I had a long journey from Johannesburg, where I landed, to Grahamstown, 13 hours overnight by bus. When I woke up and was told we were approaching Grahamstown I was shocked that we were still going through dry African landscape and could not imagine that a University town could be here, in the middle of nowhere, or so it felt. However, when we reached the town centre and then the University I was pleasantly surprised at the beautiful campus which included all of the halls of residence, dining halls, department buildings and a modern library. I arrived a week before the second semester started so to have an “orientation week” with the other 20 exchange students. My introduction to campus life at Rhodes ran so smoothly. The International Officer was extremely friendly and welcoming and put everyone at ease, making it straight-forward for us to get registered at the University. From there she took us on a tour of the town, followed by a Campus tour in a golf buggy. The rest of the week involved talks including ‘Internationalisation at Rhodes’, explaining to us how the international office works to accommodate such a diverse student body, with students coming from overseas and all over Africa to study at Rhodes University and also how they address world issues by engaging with them locally on a University level. I was grateful for how helpful the international office was in getting us in touch with our departments so to sign up for modules and in arranging library tours for us.

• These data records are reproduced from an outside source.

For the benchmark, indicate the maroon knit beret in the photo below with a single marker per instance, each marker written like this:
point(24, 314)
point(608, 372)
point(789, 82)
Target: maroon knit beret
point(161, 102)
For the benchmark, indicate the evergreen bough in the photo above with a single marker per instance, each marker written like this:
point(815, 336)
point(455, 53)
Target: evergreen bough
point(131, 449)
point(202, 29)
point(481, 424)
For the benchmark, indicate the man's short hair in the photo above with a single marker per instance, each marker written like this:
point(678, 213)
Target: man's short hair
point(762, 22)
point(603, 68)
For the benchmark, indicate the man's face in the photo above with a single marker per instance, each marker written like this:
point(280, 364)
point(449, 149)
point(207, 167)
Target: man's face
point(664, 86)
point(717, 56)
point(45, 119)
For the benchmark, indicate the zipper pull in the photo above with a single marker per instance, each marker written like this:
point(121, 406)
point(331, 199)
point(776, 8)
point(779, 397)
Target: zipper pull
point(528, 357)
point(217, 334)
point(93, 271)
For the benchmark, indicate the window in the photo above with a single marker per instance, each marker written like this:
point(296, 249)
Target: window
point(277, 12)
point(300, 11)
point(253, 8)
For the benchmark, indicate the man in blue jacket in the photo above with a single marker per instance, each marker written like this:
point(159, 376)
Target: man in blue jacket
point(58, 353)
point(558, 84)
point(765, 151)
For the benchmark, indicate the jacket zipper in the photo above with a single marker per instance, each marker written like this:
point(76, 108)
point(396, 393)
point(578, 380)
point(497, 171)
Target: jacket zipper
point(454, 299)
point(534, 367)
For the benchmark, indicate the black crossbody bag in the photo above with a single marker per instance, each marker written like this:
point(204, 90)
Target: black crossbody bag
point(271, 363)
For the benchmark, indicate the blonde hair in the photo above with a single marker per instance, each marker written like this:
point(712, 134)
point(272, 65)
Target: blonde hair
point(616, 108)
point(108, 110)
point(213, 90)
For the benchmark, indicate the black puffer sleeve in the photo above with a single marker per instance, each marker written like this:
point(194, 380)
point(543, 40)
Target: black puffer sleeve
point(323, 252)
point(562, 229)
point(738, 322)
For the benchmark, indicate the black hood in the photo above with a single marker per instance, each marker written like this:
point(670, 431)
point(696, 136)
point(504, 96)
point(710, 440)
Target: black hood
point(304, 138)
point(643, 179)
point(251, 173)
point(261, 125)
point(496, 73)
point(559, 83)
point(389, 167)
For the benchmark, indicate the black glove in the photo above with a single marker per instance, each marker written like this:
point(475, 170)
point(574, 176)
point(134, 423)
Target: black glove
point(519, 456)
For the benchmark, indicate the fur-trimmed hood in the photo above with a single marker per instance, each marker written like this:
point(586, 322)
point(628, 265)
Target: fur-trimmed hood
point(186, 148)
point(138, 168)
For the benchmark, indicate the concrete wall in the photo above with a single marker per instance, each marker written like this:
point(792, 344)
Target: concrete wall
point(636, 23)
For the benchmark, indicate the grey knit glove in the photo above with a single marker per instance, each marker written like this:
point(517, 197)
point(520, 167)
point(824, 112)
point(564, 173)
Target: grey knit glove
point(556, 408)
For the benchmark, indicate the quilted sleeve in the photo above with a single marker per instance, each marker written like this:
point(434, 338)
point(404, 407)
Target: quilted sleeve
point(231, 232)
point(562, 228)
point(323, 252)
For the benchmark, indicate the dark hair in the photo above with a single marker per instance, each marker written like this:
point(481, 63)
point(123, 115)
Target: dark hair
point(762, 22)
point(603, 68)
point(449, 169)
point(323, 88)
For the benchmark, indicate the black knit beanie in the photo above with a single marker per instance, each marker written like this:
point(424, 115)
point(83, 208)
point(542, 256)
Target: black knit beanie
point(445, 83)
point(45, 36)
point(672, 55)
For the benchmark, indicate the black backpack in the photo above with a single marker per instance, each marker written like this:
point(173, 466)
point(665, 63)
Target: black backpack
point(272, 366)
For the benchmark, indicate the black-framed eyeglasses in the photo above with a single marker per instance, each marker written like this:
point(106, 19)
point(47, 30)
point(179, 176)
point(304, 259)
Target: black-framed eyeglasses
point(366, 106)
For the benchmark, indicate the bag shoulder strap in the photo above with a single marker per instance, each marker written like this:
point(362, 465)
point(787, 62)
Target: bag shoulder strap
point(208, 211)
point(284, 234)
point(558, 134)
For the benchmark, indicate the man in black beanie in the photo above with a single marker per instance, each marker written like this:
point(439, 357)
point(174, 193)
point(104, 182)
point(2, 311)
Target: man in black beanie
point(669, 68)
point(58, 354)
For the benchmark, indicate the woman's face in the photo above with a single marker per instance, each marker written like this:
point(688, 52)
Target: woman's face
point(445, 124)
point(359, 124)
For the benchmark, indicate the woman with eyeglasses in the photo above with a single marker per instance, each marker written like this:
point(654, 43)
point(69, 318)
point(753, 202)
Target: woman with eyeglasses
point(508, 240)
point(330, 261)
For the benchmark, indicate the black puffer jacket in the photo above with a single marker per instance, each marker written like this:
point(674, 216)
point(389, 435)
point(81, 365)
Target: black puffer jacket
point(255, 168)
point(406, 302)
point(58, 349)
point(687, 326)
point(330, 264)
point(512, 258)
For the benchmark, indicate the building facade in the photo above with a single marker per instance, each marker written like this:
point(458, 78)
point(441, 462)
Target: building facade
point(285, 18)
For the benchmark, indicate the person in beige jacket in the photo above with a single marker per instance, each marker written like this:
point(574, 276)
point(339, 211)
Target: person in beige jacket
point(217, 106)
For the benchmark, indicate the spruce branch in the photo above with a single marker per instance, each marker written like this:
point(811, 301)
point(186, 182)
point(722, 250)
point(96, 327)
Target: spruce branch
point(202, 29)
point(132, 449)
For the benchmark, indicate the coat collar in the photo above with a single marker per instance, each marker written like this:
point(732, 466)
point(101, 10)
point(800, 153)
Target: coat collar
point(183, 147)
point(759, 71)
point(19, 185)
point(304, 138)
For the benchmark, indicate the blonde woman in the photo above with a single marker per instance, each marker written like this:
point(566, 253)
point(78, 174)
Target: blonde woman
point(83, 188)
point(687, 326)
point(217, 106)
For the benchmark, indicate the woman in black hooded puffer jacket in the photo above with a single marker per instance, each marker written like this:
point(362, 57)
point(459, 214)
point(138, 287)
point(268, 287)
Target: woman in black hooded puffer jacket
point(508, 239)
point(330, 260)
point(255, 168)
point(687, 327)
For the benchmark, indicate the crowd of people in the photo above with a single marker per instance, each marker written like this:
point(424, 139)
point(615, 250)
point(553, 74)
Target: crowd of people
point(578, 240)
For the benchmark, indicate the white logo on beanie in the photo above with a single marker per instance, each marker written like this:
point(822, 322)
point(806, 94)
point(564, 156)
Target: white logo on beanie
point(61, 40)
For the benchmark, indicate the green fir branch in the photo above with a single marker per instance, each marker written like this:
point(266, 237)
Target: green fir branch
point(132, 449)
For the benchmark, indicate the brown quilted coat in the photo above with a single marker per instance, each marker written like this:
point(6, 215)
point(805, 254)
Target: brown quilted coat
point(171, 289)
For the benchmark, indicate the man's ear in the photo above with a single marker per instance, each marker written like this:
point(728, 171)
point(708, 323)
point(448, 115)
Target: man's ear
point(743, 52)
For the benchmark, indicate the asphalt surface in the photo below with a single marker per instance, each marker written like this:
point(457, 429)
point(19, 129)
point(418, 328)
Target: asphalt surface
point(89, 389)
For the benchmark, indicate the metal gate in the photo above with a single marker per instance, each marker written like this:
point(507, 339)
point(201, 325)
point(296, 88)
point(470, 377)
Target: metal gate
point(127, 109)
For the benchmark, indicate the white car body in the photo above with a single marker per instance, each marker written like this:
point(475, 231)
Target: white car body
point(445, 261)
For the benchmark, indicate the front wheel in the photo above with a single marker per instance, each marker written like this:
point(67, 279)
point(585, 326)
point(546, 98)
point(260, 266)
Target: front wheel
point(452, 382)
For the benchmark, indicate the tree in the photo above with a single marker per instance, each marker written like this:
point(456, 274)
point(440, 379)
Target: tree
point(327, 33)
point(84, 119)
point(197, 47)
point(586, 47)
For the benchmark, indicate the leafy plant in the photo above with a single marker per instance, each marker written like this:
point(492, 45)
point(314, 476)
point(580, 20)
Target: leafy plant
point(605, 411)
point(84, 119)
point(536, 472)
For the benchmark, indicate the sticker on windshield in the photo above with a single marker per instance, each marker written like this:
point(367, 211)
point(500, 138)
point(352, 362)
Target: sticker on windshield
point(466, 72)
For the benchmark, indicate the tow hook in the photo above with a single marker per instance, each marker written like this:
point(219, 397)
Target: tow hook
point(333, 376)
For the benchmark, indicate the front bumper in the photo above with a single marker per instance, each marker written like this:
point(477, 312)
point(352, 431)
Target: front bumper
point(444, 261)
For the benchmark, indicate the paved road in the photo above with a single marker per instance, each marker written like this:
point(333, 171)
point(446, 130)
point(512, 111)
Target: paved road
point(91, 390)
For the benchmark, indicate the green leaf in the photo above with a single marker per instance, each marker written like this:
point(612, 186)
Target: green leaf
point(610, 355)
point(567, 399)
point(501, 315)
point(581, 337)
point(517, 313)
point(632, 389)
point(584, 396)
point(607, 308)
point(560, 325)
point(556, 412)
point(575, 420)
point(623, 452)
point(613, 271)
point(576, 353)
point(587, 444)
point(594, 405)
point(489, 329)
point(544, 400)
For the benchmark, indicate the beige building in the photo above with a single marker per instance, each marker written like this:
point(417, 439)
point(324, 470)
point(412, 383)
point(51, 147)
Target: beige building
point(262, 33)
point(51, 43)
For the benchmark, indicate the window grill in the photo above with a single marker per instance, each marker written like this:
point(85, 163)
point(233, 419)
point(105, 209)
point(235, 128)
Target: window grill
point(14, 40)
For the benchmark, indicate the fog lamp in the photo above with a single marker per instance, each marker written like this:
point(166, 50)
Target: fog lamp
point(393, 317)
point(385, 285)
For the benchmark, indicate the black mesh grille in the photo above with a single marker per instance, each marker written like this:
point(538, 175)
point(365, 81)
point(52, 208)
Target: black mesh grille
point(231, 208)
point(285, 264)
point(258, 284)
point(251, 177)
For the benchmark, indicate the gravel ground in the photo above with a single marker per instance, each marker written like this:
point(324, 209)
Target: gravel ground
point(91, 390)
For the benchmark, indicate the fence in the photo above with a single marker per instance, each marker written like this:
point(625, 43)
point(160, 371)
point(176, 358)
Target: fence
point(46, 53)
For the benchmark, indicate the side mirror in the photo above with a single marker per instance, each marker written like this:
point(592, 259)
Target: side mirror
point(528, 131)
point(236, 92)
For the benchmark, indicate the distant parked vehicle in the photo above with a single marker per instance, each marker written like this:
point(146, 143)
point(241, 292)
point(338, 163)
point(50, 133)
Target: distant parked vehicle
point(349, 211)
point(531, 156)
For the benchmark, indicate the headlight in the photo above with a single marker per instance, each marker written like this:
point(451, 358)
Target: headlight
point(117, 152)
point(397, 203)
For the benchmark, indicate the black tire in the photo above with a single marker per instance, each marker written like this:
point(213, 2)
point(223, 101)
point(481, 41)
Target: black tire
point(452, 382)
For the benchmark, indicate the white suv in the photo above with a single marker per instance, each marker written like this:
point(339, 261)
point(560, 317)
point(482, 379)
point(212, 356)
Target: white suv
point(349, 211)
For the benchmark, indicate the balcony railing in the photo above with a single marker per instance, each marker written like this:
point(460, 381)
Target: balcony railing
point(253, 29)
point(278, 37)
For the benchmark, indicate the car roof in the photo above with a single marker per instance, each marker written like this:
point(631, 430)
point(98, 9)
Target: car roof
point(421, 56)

For our first weekend in Grahamstown we visited the township on an organised tour, to be introduced to Xhosa culture. The tour started with an explanation of how townships came to be during the apartheid era, built on the periphery of towns and cities, reserved for non-white residents. The African National Congress (ANC) have been in power since 1994, since South Africa became a democratic country, and has since built permanent housing to replace underdeveloped urban living areas. In the township we visited an orphanage home where a “Momma” looks after about 16 children and got to play games such as “21 Questions” and “piggie-in-the-middle” altogether. We saw the countless number of churches, the community and arts centre and schools before reaching the house of a famous Xhosa traditional dancer. Here we ate traditional Xhosa food and got to listen and watch traditional songs and dances, I loved getting to see so many aspects of such a vibrant culture. Though I worked in rural Swaziland for a year as a volunteer, my eyes were still opened to seeing how differently people were living just in one town, from those in the township compared to those who inhabit Grahamstown town centre and the University campus.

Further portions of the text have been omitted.